Im Gezerre um einen Brexit-Handelspakt bemühen sich Grossbritannien und die EU trotz massiven Zeitdrucks um vorsichtigen Optimismus. «Ich bin immer hoffnungsvoll», sagte der britische Premierminister Boris Johnson am Dienstag in London.

Agentur
sda
08.12.20 - 16:13 Uhr
Politik
Boris Johnson, Premierminister von Großbritannien, verlässt die 10 Downing Street. Foto: Matt Dunham/AP/dpa
Boris Johnson, Premierminister von Großbritannien, verlässt die 10 Downing Street. Foto: Matt Dunham/AP/dpa
Keystone/AP/Matt Dunham

«Ich bin sehr hoffnungsvoll, aber ich muss ehrlich mit Ihnen sein: Ich denke, die Situation ist im Moment sehr knifflig.» Auch die Europäische Union bekräftigte ihr Interesse an einer Einigung mit dem ehemaligen Mitgliedsland. Viel Zeit dafür bleibt bis zum 31. Dezember nicht.

In einem Telefonat hatten sich Johnson und EU-Kommissionspräsidentin Ursula von der Leyen am Montagabend darauf geeinigt, bei einem Treffen in Brüssel auf höchster Ebene einen letzten Kraftakt für einen Handelspakt zu unternehmen. Wann genau Johnson in die EU-Hauptstadt reist, blieb zunächst unklar. «Wir sind gewillt, alles zu versuchen», sagte der Premierminister. Auch die EU nannte noch keinen Termin.

Deutschland hat in der Union derzeit die Ratspräsidentschaft. «Wir wollen einen Deal, aber nicht um jeden Preis», sagte Europa-Staatsminister Michael Roth. «Was wir brauchen, ist der politische Wille in London.»

Trotz intensiver Verhandlungen der Brexit-Unterhändler über Monate hinweg und zwei längeren Telefonaten zwischen von der Leyen und Johnson blieb der Durchbruch bislang aus. Die drei verbliebenen Felder, auf denen von der Leyen und Johnson noch «bedeutende Differenzen» festgestellt hatten - Fischerei, fairer Wettbewerb und die Frage nach der Durchsetzbarkeit der Vereinbarungen - sind schon seit Monaten dieselben.

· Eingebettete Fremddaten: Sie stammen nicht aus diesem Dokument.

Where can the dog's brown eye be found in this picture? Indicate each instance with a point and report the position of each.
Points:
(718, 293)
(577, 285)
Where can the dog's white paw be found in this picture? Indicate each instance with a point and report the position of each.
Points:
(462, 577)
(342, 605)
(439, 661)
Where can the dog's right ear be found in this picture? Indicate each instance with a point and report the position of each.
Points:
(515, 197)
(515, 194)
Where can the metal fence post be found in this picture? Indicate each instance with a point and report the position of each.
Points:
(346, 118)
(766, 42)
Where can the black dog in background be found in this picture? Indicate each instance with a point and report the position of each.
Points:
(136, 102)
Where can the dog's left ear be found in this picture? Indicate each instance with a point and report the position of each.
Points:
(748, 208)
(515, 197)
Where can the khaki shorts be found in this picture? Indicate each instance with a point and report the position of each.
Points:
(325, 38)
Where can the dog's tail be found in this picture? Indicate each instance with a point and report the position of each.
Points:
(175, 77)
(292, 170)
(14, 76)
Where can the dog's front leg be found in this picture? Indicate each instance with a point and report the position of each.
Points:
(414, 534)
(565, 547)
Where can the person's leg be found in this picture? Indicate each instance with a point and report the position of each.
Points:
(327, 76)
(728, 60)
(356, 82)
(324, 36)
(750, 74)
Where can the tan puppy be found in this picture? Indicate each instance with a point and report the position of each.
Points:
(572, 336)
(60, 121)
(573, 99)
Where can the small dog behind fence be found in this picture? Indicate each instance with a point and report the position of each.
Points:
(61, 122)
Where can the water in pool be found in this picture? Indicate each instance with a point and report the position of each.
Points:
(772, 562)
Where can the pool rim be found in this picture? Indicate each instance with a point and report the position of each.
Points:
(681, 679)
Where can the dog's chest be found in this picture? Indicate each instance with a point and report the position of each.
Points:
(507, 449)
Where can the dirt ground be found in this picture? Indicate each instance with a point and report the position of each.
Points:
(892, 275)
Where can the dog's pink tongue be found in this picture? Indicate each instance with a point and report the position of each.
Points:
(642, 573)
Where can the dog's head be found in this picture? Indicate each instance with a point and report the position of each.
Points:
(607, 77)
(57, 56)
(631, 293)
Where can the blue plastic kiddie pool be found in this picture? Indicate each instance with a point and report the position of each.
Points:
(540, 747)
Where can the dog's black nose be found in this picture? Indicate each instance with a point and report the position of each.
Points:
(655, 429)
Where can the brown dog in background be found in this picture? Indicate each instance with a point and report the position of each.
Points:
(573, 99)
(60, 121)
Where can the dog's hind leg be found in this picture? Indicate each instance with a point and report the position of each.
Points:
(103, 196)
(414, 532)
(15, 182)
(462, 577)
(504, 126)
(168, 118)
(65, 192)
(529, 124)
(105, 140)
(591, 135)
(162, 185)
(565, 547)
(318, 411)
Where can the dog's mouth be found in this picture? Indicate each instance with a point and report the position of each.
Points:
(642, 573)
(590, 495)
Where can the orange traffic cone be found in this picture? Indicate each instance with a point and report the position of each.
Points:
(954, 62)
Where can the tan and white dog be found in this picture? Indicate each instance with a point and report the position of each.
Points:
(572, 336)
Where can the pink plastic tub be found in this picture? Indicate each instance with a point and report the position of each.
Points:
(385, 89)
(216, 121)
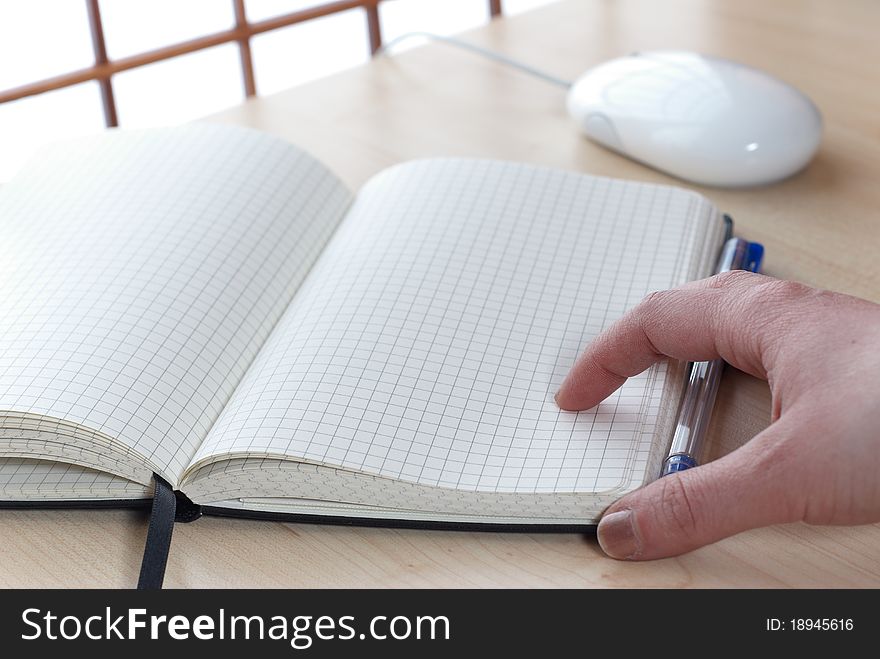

Zum 31. Dezember endet die Brexit-Übergangsphase, in der trotz des Austritts aus der EU für Grossbritannien bislang alles beim Alten blieb. Sollten sich beide Seiten bis dahin nicht auf einen Deal geeinigt haben, droht auf beiden Seiten Chaos: Kilometerlange Staus an den Grenzen und leere Supermarktregale in Grossbritannien sind nur einige der befürchteten Folgen. Zölle würden den Handel zwischen dem Kontinent und dem Inselstaat belasten.

Diese Woche gibt es nach etlichen gerissenen Deadlines nun für Johnson den perfekten Rahmen für den langersehnten Durchbruch: Am Donnerstag und Freitag treffen sich die EU-Staats- und Regierungschefs zu ihrem letzten Gipfel in diesem Jahr. Johnson gilt als Charismatiker, der im persönlichen Gespräch erreichen könnte, woran Bürokraten scheitern. Doch es wird mehr als eine freundliche Atmosphäre brauchen, um einen Handelspakt zu besiegeln. Auf beiden Seiten dürften noch schmerzhafte Zugeständnisse nötig sein.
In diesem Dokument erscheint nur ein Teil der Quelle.